Forests, a precious renewable resource, are habitats of many aborigines and treasure houses of a large number of flora and fauna. Any distortion to them imbalances the life of their inhabitants. Man and Forest series highlights the relevance of indigenous knowledge systems of various South Asian tribal communities in the sustainable management of local resources/forests. Here comes the importance of making a scientific enquiry into the application of indigenous tribal knowledge in rediscovering their methods of production, consumption and conservation, against the all-pervading impact of modernity and the ever-increasing demand for an unbridled use of natural resources.
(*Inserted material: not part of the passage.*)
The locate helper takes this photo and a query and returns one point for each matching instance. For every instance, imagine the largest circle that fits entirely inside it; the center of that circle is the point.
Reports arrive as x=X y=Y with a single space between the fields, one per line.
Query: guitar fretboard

This monograph — The Hill Bhuinya of Kendujhar — is the eighth in the Man and Forest series and fourth in the Forest Tribes of Orissa: Lifestyle and Social Conditions of Selected Orissan Tribes. It helps in understanding how the Bhuinya perceive their ecosystem; how their sociocultural life is interwoven with the forests and other elements of their ecosystem; their management systems for upkeeping it; and the role their indigenous knowledge plays in their production, consumption and conservation practices, against the backdrop of a considerable depletion of biodiversity during the latter part of the twentieth century.
This book is the result of a detailed study on the forest/hill-dwelling tribe of the Bhuinya of Bhuinyapirh in Banspal Block, Kendujhar District, Odisha since 1996 by a team of anthropologists, ethnosociologists, botanists and ethnobotanists. It was critically revised and analysed, using authentic methods due to changes in the state and central government policies, recently.